Most economists say the U.S. continues to face a housing shortage. Caitlin Sugrue Walter, vice president of research at the National Multifamily Housing Council, said the U.S. needs to build 4.3 million apartments across a range of price points by 2035.
That total includes a shortfall of 600,000 homes that were stalled during the Great Recession, Walter said in his presentation at NAREE. Dallas, Houston, New York, Phoenix, Austin and Atlanta face the biggest shortfalls.
Developers added 438,500 new apartments last year, a 22.1% increase over 2022 and the highest completion rate since 1987, according to the U.S. Census Bureau.
Walter said apartment completions are at a high level, but permits and starts are down as developers struggle with rising interest rates, and he said a correction is looming.
Zillow found in a study released in late June that the U.S. housing shortage is worsening, even as a homebuilding boom began during the pandemic. Zillow estimates that there are 4.5 million U.S. households with people who are not related to them. These individuals and family units are not counted as separate households, making them prime candidates to absorb new home and apartment supply.

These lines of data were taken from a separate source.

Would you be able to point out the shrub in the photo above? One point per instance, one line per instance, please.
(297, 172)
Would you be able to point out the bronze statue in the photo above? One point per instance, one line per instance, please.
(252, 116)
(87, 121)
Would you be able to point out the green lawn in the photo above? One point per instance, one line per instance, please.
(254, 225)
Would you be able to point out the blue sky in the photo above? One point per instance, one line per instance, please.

However, a contrarian study from the University of Kansas argues that the US has a surplus of 3.3 million homes between 2000 and 2020, most of which occurred during the housing boom of 2000 to 2010. The US's problem, the study authors argue, is not one of supply but one of high house prices.
“There's a common belief that there is a housing shortage in the United States. This is evident in the popular and academic literature, as well as the housing industry,” Kirk McClure, a public policy professor at the University of Kansas, said in a statement. “Yet the data shows that the majority of U.S. markets have an adequate housing supply. Unfortunately, there is not enough affordable housing, especially for low- and very-low-income families and individuals.”
If the NMHC, Zillow and other studies are correct, the current surge in apartment construction should be absorbed. If the KU study is correct, the new supply, skewed toward luxury apartments with higher rents, will be too much for what's already on the market.
That could leave apartment developers and their lenders, already struggling with the collapse of the office market, in an even more vulnerable position.